What other advice do I have?
You need to know your workloads very well. And that isn't something that you just know. So you should probably buy small, really small — smaller than you ever thought — and see what your workloads look like, and then grow into it. That's the key when it comes to sizing or implementations. Vendors generally want to come in and oversell you. They want to license you to the max for your number of projected users. That's really not necessary for a product like Citrix.
The biggest lesson I've learned from using the solution is to start small and find a small success story with the particular use case. Then let that success speak for itself. The way that my team operated is that we had the core service offering to all 130,000 faculty, staff, and students. And then we started slowly coming along and doing these customized service offerings within the university for specialty areas. Once a particular group sees a successful deployment or operation, it just spreads. Today, we have many more use cases that are waiting to be onboarded to our platform. I don't have to go soliciting for that. The work and the experience speak for themselves.

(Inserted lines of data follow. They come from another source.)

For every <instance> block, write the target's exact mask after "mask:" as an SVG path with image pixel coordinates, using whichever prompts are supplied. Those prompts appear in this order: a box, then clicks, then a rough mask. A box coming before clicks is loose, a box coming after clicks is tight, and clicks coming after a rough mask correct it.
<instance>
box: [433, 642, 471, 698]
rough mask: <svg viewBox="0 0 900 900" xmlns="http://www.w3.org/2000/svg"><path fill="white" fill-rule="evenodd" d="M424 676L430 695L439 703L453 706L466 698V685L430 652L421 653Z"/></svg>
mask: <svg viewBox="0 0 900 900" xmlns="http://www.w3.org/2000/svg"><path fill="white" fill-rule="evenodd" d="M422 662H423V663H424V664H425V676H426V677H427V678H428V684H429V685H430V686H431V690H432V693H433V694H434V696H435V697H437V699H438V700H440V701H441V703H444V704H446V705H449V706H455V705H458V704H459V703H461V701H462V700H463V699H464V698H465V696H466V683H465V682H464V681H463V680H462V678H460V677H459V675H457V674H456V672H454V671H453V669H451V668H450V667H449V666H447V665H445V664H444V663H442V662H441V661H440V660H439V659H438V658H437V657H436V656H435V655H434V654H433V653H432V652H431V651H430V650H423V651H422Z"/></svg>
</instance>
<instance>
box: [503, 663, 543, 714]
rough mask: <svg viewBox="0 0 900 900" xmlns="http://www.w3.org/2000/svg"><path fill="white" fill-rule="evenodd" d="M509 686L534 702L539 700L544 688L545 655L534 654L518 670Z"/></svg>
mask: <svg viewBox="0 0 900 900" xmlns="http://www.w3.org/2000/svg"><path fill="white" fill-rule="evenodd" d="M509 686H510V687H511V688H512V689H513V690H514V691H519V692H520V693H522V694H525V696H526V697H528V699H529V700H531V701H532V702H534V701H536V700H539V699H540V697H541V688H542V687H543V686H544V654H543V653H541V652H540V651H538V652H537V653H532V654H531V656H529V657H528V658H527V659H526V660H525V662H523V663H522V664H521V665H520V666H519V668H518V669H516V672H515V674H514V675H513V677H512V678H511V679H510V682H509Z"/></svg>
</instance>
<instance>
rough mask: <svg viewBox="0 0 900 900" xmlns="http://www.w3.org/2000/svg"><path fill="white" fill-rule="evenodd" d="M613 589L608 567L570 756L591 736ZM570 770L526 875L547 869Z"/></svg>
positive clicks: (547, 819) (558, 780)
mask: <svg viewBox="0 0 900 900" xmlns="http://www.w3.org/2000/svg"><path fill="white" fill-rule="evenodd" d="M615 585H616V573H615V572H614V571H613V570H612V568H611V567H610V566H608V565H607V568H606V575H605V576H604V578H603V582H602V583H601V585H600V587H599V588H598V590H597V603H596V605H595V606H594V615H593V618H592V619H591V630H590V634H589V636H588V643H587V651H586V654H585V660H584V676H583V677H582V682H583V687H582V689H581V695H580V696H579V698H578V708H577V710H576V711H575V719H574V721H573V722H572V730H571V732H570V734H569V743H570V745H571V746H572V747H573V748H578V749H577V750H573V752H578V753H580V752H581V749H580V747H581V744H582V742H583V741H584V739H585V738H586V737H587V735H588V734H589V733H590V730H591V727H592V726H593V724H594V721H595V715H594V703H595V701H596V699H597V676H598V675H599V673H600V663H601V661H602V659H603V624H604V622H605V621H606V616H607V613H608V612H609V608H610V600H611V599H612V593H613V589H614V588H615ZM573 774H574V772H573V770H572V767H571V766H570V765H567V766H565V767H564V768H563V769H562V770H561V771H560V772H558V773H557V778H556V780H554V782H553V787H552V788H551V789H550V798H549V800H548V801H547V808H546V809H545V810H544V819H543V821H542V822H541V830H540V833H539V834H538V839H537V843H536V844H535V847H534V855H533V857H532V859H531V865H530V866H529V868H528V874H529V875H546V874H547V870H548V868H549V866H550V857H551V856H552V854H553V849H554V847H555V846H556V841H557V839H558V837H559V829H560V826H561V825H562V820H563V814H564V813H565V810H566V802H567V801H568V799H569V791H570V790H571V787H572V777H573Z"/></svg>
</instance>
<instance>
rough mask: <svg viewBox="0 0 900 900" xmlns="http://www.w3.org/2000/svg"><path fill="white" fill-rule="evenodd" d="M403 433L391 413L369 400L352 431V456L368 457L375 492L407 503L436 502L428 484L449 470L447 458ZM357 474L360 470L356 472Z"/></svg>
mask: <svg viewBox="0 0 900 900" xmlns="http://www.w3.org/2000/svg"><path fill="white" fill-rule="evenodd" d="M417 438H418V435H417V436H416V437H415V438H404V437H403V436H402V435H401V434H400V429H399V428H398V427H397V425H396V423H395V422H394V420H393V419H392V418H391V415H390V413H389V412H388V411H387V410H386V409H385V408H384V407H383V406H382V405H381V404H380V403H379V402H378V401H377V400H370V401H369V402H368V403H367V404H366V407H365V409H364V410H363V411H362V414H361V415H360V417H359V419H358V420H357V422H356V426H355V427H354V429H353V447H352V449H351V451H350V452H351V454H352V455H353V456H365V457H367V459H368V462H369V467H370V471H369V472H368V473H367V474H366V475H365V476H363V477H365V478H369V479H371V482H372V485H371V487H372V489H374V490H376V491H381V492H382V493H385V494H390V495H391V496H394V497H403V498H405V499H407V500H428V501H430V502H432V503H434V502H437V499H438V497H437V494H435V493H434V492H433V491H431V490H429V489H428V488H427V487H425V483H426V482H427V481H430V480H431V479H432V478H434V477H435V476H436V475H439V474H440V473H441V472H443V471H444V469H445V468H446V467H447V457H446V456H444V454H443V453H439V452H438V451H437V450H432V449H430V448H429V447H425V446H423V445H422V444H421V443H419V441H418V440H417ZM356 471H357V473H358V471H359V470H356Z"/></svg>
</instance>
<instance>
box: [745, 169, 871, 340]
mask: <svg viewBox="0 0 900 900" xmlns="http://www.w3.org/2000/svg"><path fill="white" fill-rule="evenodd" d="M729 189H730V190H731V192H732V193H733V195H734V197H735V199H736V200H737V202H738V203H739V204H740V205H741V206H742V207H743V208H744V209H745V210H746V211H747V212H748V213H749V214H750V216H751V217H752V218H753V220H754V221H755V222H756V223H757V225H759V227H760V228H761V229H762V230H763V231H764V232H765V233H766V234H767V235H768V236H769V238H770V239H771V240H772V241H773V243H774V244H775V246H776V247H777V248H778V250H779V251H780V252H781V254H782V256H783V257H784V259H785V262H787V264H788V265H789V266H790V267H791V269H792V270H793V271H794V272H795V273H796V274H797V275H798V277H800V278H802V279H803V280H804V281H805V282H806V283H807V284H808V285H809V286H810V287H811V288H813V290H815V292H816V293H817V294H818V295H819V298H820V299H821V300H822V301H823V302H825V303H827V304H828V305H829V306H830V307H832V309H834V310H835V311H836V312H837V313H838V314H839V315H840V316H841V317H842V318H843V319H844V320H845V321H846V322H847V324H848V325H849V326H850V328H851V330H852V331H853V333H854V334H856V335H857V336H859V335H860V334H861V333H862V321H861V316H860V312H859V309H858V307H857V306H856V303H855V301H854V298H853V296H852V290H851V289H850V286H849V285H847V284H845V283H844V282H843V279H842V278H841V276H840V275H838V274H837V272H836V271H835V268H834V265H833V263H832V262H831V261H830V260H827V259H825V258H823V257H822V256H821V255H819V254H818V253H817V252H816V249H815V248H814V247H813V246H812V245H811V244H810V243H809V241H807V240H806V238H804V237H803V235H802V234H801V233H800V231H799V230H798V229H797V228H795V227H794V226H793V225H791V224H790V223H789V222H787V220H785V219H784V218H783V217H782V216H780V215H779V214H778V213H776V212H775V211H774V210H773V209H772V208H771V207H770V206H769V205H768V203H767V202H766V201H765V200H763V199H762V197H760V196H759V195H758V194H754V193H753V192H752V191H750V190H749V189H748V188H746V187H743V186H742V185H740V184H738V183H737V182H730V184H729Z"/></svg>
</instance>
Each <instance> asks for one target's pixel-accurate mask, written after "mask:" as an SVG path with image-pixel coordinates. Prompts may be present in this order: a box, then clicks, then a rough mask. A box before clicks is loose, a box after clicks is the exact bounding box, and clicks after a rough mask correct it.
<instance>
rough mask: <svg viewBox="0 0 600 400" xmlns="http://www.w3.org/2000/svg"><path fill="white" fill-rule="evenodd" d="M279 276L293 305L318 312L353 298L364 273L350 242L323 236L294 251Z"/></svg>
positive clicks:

A lot of people who are just starting out with Citrix go straight to the cloud product. If it's your first introduction to the Citrix product family, that is the way to go. If you believe you have any use cases that will not likely move to the cloud — generally, those are some of your protected workflows — you can still give the product a try. Remember that the hybrid model is probably the most commonly used model that's out there today with this product family.
For a remote solution and connectivity I think it's the best that there is on the market compared to the other two, big, competing products. It's definitely superior so I would give it a nine out of 10.